Tak znam opinie "naczelnego nosacza" na temat silnikow z serii "N", ze sa to silniki z gownolitu, pewnie jest w tym duzo prawdy. Ale trzeba wziac tutaj pod uwage takie rzeczy jak np. wtrysk bezposredni, pdwyzszona temperatura pracy silnika, spalanie stukowe, sotoswanie niewlasciwego paliwa lub niskiej jakosci, niskie obroty silnika, duze moce uturbionych silnikow i obciazenia na korby, interwaly olejowe, jakosc stosowanego oleju etc... Na to wszystko mamy posredni lub bezposredni wplyw.
Niemniej panowie jak zapewne wiecie ze swojego doswiadczenia to coraz mniej jest prawdziwej "idioto odpornej" motoryzacji... i tu juz nie ma co rozpatrywac samych silnikow BMW wg mnie... pracujecie przy tym to wiecie... niemniej osiagow nie tylko na papierze ale przede wszystkim dynamiki i przyspieszenia dzisiejszym silnikom "nowej ery" nie mozna odmowic.

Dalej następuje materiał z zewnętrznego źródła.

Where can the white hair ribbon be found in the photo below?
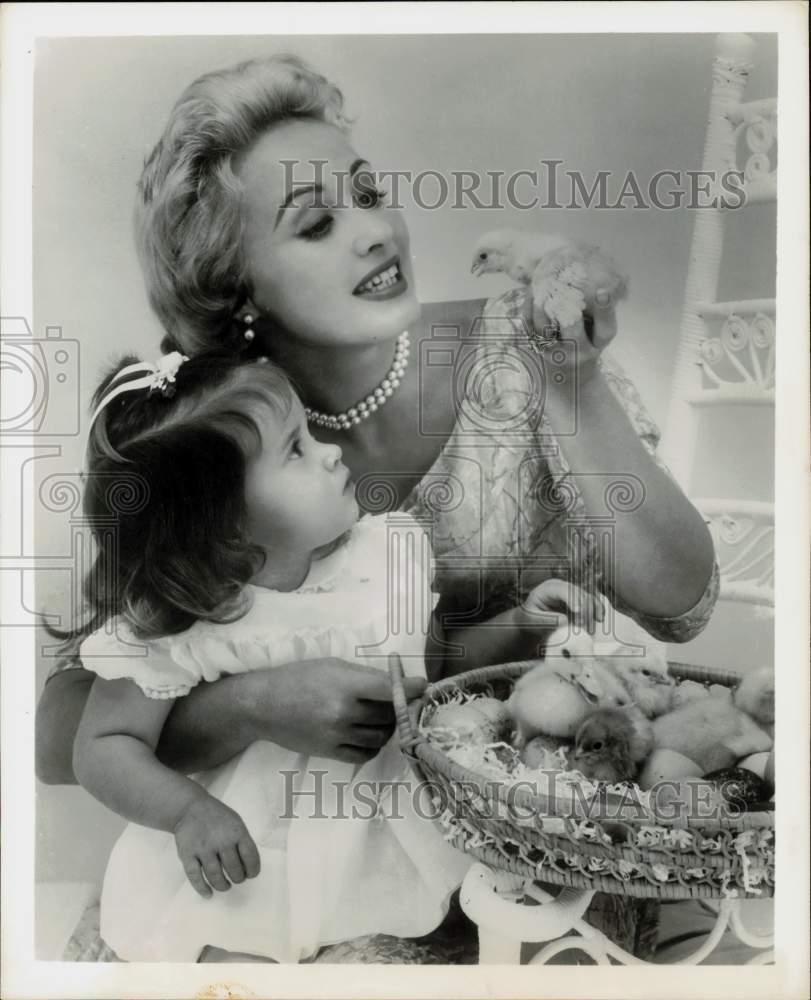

Odnoszac sie do samej serii silnikow N to niestety strzelam, ale pewnie minimum polowa plus minus silnikow w jezdzacych bmkach to seria "N" na ten moment, a ze to "delikatna" seria lub tez wplyw maja posrednio wszystkie te rzeczy o ktorych napisalem powyzej, to psuc sie musi... Czy nastepczyni czyli seria "B" okaze sie lepsza od N to sie okaze... juz coraz wiecej na temat tej serii wiadomo i wcale tak kolorowo takze nie jest.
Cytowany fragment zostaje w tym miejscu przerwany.